← Back to team overview

percona-discussion team mailing list archive

Re: [Bug 378100] Re: Innodb locks up under large INSERT load

 

On Thu, May 21, 2009 at 9:25 PM, Jeremy Kerr <jk@xxxxxxxxxx> wrote:
> LCM: glad to hear you got the backtrace. Here's what I can tell from it:
>
> Most threads are blocked in pthread_cond_wait:
>
> 7 are blocked on log_sys->mutex from mtr_commit()
> 4 threads are each waiting on the elements of os_aio_segment_wait_events[0, 1, 2, 3]->os_mutex
> 1 thread is waiting on buf_pool_mutex from log_close(), but *also* holds the log_sys mutex which the first 7 threads are waiting on.
>
> I'm not aware of any locking dependencies that mean that the threads in
> mtr_commit will hold the os_aio_segment_wait_events->os_mutex, but this
> is entirely possible. Vadim: are you able to confirm/reject this?

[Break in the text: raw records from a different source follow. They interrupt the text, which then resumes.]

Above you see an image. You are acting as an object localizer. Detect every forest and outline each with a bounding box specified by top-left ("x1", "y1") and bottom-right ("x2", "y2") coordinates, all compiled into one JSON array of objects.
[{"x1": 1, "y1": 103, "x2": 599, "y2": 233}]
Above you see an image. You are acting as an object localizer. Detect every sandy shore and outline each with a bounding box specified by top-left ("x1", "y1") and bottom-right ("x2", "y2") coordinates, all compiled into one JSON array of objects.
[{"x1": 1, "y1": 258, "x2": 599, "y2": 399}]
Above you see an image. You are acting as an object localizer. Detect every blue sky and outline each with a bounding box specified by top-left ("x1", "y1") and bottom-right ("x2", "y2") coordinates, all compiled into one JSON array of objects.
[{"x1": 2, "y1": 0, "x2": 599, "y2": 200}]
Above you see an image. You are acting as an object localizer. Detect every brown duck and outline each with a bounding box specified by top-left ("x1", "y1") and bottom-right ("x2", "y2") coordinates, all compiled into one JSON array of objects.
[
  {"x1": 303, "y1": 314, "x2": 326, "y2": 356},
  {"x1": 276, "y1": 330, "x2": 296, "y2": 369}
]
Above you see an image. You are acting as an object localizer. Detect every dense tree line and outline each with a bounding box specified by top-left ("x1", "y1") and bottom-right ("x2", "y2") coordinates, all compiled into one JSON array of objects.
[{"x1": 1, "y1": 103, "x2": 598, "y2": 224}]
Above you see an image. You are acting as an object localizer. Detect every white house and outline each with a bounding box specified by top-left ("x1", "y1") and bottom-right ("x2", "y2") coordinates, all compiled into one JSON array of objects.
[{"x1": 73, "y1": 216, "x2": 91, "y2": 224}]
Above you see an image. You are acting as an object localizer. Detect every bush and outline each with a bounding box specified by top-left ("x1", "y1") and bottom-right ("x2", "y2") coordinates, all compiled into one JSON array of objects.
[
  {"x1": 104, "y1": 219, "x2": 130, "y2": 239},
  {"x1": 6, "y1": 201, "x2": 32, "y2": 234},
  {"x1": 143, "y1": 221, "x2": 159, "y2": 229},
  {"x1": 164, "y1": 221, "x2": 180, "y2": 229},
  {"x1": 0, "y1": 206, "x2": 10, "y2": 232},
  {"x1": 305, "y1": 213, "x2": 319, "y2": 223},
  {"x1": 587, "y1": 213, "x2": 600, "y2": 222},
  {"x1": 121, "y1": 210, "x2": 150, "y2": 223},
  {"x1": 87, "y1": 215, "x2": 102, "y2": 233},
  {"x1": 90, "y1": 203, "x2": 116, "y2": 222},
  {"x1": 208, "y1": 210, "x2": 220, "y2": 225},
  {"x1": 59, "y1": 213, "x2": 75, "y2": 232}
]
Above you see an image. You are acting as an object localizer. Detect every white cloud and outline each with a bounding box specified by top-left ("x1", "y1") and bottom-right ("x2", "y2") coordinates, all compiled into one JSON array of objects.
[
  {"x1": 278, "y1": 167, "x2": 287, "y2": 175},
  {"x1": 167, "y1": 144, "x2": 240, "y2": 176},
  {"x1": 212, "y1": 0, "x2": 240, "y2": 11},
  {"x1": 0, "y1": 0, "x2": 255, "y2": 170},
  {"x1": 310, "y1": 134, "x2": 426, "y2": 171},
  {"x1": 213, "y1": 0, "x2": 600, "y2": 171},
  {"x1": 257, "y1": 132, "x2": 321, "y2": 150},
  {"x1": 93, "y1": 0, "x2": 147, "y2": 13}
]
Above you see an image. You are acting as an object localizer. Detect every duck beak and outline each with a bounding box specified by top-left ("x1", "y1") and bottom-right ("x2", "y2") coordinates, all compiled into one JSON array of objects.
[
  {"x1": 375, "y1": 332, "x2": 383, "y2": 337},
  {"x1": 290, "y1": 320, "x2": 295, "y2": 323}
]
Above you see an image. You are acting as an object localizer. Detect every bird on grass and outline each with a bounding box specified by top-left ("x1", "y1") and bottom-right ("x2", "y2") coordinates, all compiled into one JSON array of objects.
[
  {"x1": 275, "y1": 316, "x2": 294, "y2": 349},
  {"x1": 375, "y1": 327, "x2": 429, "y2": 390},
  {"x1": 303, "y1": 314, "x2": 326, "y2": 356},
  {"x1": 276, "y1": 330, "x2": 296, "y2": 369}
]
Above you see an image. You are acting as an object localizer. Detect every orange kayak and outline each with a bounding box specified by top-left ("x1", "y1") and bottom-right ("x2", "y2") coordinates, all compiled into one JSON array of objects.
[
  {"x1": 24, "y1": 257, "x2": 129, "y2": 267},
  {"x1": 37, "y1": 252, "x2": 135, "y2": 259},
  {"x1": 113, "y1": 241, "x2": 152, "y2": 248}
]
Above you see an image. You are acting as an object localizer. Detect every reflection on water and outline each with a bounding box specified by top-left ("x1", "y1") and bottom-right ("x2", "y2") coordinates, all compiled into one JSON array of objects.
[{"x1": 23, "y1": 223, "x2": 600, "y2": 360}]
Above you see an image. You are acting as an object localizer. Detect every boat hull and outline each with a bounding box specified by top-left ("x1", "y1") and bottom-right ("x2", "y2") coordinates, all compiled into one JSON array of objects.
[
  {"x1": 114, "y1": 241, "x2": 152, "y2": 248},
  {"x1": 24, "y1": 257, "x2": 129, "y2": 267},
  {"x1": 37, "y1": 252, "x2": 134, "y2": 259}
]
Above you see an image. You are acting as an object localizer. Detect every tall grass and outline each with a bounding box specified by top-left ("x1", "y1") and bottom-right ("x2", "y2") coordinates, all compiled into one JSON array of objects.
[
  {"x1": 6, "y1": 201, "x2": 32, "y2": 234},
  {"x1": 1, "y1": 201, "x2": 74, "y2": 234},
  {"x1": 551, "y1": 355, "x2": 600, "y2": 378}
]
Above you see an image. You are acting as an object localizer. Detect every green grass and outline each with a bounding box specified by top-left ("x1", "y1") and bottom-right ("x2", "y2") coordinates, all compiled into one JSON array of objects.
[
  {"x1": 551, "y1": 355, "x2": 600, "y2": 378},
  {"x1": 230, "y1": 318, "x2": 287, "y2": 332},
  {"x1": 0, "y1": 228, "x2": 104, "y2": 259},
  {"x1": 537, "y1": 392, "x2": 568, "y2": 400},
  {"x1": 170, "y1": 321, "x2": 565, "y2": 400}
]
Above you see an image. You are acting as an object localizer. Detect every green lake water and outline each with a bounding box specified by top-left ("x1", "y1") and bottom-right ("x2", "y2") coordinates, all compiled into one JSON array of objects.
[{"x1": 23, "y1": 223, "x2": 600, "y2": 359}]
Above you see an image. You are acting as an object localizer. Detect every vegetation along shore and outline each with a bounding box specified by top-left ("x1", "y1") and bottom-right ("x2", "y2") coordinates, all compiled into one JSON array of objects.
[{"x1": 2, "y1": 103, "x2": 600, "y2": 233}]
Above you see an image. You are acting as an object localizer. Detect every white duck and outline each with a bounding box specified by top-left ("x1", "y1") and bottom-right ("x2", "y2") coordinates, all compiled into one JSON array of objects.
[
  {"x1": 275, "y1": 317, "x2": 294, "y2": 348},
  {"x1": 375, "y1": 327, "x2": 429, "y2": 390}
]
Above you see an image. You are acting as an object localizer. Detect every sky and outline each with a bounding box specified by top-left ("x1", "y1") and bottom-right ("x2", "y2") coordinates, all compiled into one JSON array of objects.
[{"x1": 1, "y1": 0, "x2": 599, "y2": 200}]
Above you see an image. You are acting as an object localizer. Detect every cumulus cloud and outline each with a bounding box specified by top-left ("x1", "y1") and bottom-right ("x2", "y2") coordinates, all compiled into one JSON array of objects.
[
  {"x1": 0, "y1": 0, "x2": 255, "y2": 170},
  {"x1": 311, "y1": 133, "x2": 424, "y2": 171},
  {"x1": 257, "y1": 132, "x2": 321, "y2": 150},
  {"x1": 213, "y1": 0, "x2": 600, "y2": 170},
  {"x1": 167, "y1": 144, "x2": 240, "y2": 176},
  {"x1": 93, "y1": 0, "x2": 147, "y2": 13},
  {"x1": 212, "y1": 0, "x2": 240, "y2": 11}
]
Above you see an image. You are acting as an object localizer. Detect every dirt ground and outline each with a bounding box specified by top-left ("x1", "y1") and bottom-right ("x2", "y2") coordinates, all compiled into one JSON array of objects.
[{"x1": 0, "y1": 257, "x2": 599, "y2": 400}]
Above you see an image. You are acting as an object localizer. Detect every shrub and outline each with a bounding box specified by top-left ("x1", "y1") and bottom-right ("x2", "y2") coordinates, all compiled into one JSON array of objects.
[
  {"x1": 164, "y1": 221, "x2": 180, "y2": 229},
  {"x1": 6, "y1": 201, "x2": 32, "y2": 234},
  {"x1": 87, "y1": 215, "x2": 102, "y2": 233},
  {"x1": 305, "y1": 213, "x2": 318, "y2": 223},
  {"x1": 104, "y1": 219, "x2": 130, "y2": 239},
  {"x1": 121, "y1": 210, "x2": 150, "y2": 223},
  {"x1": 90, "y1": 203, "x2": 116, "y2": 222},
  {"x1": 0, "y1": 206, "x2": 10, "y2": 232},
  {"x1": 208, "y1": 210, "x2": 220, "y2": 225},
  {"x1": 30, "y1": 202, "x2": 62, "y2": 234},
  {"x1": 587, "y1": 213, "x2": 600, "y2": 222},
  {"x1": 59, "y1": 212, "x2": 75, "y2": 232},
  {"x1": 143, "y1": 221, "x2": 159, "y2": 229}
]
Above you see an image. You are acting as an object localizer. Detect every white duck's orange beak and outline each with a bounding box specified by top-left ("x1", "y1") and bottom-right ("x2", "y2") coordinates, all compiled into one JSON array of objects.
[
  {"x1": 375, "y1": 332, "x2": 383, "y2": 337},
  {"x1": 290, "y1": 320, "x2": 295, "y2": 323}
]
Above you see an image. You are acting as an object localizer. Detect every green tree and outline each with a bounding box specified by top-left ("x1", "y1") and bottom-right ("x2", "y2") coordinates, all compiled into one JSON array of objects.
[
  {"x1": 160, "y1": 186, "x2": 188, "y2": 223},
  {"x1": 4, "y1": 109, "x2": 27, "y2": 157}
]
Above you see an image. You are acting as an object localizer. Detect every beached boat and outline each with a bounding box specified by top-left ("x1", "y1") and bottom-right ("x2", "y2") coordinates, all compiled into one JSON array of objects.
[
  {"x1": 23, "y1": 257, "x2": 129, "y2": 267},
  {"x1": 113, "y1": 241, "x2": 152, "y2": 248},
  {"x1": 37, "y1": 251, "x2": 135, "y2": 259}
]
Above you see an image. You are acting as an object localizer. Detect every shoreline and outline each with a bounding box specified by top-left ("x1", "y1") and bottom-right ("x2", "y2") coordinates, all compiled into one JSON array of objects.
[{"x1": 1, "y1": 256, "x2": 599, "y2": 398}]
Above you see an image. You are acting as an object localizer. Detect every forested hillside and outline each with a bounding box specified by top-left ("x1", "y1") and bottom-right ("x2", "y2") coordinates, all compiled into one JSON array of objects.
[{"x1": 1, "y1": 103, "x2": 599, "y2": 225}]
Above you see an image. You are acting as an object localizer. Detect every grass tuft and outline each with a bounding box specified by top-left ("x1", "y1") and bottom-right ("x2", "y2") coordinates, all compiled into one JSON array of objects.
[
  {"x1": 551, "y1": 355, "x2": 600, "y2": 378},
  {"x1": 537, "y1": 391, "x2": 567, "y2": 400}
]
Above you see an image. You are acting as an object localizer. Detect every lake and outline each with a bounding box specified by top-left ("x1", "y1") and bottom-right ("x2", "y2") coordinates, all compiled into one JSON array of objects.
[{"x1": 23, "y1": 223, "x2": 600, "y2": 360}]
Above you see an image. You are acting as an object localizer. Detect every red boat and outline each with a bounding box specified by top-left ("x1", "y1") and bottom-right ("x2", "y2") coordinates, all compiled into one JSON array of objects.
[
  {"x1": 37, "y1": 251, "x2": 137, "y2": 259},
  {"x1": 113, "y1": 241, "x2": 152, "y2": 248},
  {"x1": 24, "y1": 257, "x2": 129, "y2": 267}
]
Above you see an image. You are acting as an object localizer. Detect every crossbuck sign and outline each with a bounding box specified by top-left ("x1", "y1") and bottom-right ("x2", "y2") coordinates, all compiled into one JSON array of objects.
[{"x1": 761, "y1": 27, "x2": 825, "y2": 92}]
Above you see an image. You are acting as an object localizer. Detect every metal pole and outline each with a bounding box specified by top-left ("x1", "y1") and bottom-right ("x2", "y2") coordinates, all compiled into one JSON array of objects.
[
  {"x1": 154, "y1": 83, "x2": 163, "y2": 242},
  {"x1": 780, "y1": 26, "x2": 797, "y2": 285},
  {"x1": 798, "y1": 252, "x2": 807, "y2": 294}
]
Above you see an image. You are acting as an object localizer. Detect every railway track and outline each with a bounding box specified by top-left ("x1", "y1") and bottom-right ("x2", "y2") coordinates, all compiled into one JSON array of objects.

The os_aio mutexes should be local to os0file.c. There are indirect
dependencies, but I don't see them here. The indirect dependency is
when a thread gets stuck waiting for IO to complete. Per-page locks
are unlocked by the IO thread when IO requests are completed and other
threads can wait on that. My servers don't always have reliable disks,
so a flaky disk that causes many retries can lock things up for me.
But that doesn't appear to be the case here.

>
> So, the buf_pool_mutex thread could be the culprit here. I'd suggest
> taking a look at the log_sys->mutex and confirming that this thread is
> indeed the owner (just dump the pthread_mutex_t in gdb), and then seeing
> who owns the buf_pool_mutex.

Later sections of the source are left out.